To sum up, in technical solution of the present invention, user's song is simulated using aforesaid way, pronunciation duration can be obtained The synthesis voice completely the same all with user with pronunciation intonation, and the tone color of the synthesis voice is still the original tone color of user. The independence of user itself tone color had so not only been remained, but also has completed and imitates the interaction that user sings, and analog rate is very Soon, the degree of intimate real-time Simulation can be reached, so as to bring a kind of entirely different user experience to user.
In the preferred embodiment of the present invention, based on the above speech synthesis system, a kind of simulation is now provided and is used The phoneme synthesizing method of family song, this method are equally applicable in speech simulation application.
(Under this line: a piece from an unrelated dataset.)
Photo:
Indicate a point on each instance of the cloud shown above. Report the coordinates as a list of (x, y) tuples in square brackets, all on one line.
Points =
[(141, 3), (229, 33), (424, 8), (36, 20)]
In this method, the music score of Chinese operas information of corresponding target song when user sings is obtained in advance, and is performed such as institute in Fig. 5 The following step shown, specifically includes:
Step S1 obtains the normal one's voice in speech of externally input user, and user speech is converted into corresponding pronunciation Text and according to pronunciation text form the corresponding phone sequence including basic phone;
Step S2 obtains the corresponding original period information of each basic phone, original period letter according to phone series processing It ceases to represent beginning and ending time of each basic phone in user speech;
The original period information of each basic phone is adjusted to the beat period letter of corresponding music score of Chinese operas information by step S3 respectively Breath, beat period information are used to represent beginning and ending time of each basic phone in target song in corresponding beat;
Step S4, for the more original period information of each basic phone and beat period information, and according to judging result The phonetic synthesis parameter of the corresponding each basic phone of adjustment;
Step S5 according to the phonetic synthesis parameter being adjusted of each basic phone and pronunciation text, forms simulation The synthesis voice of user's song simultaneously exports.
In the preferred embodiment of the present invention, music score of Chinese operas information includes the beat information of corresponding target song, beat letter Breath includes one or more basic announcements for representing the temporal information of each beat in corresponding target song, in a beat Son;
Then in step S3, according to beat information, the original period information of each basic phone is adjusted to for table respectively Show the beat period information of the time corresponding to the beat number that basic phone covers in target song.
In the preferred embodiment of the present invention, as shown in Figure 6, above-mentioned steps S4 further comprises:
Step S41, respectively by the original period information of each basic phone compared with beat period information:
If the original period information of basic phone is more than beat period information, step S42 is turned to;
If the original period information of basic phone is less than beat period information, step S43 is turned to;
Step S42 performs the interpolation processing in time-domain, to be corresponded to the corresponding phonetic synthesis parameter of basic phone The phonetic synthesis parameter being adjusted of basic phone, is subsequently diverted to step S44;
Step S43 performs basic phone corresponding phonetic synthesis parameter in time-domain and pumps processing, to be corresponded to The phonetic synthesis parameter being adjusted of basic phone, is subsequently diverted to step S44;
Step S44 does smoothing processing to the phonetic synthesis parameter being adjusted, is subsequently diverted to step S5.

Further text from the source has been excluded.